Now think about the last time you went to your GP. Maybe you had to disrobe. Perhaps he/she drew some blood despite your fear of needles. Afterwards he/she might have suggested some new tablets to get you through a tough personal period.

In a country where we no longer offer blind trust to the men of God or the people in blue, are we now supposed to give up trusting our medicine people as well?

Are we at a point where it’s not safe to place our full faith in doctors? Is it too much to ask that clinicians tell women the results of intimate tests?

Because that’s what has happened here. When you look past the political mudslingin­g that will engulf Leinster House for the next three days the reality is stark.

Fifteen women have died without knowing they may have had a delayed diagnosis of cervical cancer. Two others found out before they passed away.

And another 145 women found out yesterday or will be told the news today.

Some of those mothers, daughters and sisters are this May Day fighting cancer. Others have beaten it but live with the scares.

“By and large most of these are young women with young families and that’s why I’m so upset,” Vicky Phelan said yesterday.

And this didn’t happen because one rogue doctor was too cowardly to face a woman and tell her a mistake had occurred.

The cowardice was cultural. Bosses in CervicalCh­eck believed that doctors’ “own clinical judgment should take precedence” when dealing with such difficult situations.

And as a result clinicians in Castlebar, Cork, the Coombe, Dundalk, the

National Maternity Hospital Holles St, Limerick, the Rotunda, Sligo, Tallaght and Wexford didn’t tell patients their own informatio­n.
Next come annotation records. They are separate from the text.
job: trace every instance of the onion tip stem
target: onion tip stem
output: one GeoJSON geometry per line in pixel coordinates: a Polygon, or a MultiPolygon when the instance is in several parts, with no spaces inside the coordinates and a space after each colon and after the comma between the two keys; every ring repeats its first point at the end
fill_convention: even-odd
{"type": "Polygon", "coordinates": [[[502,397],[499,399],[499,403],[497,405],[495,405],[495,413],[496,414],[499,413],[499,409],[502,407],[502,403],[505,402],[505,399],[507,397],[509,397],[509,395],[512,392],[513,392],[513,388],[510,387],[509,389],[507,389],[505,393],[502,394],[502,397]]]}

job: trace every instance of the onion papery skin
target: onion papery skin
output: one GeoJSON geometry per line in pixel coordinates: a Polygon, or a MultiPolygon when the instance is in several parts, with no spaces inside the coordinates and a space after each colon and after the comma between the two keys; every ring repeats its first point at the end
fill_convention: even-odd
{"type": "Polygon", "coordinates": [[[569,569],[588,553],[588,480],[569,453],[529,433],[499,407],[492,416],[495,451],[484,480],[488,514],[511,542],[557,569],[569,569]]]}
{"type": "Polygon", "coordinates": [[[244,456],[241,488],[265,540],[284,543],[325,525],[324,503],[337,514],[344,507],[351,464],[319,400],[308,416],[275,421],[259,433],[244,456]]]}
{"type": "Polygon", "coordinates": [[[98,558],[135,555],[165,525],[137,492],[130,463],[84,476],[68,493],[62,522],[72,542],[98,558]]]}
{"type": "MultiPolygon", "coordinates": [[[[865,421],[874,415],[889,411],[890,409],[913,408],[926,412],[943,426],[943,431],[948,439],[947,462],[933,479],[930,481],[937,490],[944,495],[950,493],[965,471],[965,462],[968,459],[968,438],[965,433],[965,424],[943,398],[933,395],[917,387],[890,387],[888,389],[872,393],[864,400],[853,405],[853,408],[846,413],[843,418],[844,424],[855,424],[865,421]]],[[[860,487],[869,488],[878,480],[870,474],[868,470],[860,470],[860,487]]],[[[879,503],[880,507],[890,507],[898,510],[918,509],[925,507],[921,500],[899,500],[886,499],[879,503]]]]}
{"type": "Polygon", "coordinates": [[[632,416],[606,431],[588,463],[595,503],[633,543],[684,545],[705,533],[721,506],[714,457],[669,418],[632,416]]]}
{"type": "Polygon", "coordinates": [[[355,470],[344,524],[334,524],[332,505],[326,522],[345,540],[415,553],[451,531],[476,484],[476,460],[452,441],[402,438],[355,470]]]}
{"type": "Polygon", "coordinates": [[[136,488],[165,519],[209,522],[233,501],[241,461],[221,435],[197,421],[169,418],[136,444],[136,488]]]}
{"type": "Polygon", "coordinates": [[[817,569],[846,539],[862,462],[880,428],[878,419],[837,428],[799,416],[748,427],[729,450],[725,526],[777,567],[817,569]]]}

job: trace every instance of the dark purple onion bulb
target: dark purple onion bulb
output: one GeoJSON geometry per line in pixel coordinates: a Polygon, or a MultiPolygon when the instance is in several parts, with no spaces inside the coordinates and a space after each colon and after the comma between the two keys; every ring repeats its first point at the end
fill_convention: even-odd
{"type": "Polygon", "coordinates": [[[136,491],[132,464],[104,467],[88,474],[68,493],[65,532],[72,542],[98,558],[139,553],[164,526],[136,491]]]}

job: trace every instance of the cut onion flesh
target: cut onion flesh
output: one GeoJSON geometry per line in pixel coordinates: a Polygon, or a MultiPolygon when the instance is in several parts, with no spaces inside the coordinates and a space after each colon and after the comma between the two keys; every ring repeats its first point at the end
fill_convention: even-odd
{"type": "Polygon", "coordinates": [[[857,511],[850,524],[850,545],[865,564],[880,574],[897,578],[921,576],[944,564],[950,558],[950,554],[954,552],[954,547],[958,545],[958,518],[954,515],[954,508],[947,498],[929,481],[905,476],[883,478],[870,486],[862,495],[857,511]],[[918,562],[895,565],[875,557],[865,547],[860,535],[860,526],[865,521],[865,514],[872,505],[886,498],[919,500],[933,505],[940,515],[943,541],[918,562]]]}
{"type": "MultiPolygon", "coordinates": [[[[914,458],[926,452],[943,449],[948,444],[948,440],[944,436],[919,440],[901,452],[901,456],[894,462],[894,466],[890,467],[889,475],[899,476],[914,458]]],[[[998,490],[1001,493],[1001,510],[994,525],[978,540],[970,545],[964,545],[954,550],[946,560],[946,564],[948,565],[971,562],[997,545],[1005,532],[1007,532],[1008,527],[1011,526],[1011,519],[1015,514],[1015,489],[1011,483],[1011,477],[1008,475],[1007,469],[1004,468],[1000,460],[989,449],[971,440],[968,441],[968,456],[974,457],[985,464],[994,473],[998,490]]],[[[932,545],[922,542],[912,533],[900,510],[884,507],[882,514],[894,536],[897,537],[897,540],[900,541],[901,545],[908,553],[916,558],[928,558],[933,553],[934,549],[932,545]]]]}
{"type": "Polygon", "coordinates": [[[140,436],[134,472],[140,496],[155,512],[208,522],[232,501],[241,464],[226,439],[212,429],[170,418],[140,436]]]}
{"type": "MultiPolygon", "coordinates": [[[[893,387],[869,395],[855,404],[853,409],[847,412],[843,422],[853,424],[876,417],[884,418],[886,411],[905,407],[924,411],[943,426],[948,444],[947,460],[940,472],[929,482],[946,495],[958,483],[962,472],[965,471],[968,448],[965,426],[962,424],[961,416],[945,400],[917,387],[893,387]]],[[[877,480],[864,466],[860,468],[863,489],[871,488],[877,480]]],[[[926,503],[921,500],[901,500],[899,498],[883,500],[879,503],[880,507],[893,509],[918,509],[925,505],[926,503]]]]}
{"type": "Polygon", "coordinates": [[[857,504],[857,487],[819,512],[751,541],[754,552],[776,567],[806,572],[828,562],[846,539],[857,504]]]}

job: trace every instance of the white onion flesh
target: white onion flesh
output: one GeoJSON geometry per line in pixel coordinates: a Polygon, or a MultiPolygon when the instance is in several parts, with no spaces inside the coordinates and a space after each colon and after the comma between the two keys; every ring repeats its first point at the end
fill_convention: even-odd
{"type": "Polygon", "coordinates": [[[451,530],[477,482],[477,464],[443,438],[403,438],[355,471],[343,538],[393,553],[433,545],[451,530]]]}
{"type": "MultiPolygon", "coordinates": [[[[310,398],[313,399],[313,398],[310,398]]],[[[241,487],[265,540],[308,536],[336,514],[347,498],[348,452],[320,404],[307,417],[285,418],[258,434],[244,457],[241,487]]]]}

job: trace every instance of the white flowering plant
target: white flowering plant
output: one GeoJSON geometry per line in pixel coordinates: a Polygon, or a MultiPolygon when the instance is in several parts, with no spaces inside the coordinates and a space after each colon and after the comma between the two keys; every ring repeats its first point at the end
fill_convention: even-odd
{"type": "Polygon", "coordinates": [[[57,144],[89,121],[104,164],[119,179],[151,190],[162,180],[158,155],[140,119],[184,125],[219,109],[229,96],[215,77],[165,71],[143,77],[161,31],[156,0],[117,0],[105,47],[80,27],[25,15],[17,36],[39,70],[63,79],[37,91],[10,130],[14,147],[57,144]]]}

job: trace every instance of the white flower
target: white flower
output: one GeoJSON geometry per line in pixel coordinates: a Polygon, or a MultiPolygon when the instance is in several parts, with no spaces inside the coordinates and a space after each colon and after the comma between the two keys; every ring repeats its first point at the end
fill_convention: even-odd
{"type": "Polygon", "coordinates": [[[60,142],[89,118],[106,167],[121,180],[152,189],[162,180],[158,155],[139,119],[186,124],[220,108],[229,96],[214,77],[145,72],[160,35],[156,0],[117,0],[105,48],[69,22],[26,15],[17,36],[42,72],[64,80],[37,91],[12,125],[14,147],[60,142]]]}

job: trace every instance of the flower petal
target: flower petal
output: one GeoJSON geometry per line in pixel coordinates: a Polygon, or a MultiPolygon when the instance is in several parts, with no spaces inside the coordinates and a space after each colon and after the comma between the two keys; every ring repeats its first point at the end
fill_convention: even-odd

Fewer than one-in-five of the 208 women caught up in this scandal was alerted to the issue in a timely fashion.

As Ms Phelan, the new national spokespers­on for common decency, put it: “I don’t think anyone could have imagined the magnitude of this.”

She could have been one of 15 women who died without ever knowing. Instead she accidental­ly discovered the mistake after being left alone with her hospital file.

They still dragged her to the steps of the High Court before a US laboratory coughed up €2.5m in compensati­on. She’d probably have gotten more too if she’d only agreed to keep her mouth shut.

Because that’s how bad this is. They wanted to silence her. Pay her off and move quickly on as if nothing had ever happened.

Luckily for us, she decided “to take these guys on”.

Mr Harris admitted: “I think she’s done the State a huge amount of service. I wouldn’t know as Health Minister some of what I know if it wasn’t for Vicky Phelan’s courage.

“We wouldn’t be in this albeit difficult position today where we can take swift action were it not for Vicky Phelan.”

But sadly her story will sit in annals of national scandals. And when people say the name Vicky Phelan in 2030, we’ll know who they are talking about.